In a letter to California Governor Arnold Schwarzenegger, Minnesota Governor Tim Pawlenty also protested Olson being allowed to return to Minnesota.

==Interstate 94 protest==

Years after her return to Minnesota, on November 4, 2020, Olson participated in a protest in Minneapolis called by the National Alliance Against Racist and Political Repression after the U.S. presidential election. Olson and several others marched onto Interstate 94, where they were met with a response from the Minneapolis Police Department and Minnesota State Patrol. Several hundred protesters were arrested.

Olson was originally charged with creating a public nuisance, but the charge was lowered to a petty misdemeanor.
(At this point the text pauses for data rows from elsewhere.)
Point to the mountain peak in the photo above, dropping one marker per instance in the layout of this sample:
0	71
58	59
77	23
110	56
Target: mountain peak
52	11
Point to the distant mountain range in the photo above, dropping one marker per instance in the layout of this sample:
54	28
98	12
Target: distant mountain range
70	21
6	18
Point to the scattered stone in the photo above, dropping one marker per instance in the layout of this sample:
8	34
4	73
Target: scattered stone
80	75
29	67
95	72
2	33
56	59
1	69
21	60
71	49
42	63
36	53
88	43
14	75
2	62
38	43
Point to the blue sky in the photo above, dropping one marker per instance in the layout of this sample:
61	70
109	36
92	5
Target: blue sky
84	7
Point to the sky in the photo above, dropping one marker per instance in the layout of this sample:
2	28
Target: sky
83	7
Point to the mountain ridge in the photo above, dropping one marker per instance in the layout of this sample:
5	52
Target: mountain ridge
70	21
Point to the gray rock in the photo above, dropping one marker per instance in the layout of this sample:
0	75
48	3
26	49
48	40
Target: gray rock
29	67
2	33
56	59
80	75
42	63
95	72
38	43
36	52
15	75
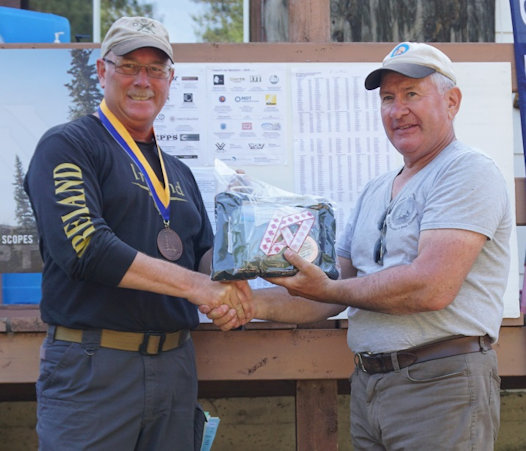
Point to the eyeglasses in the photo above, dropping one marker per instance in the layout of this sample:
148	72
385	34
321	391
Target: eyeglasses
162	71
379	247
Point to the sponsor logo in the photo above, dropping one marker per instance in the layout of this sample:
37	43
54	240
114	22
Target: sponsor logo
166	138
243	99
189	137
17	239
271	126
271	99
She rejected a plea deal offered to most of the demonstrators. On December 3, 2021, after a trial by a judge, she was convicted and fined $378. Olson appealed the conviction on the grounds that the state lacked evidence to find her guilty of using a controlled-access highway as a pedestrian. On November 21, 2022, the judge in the appeal case said that the circumstances of the events did not support Olson's innocence and denied the appeal.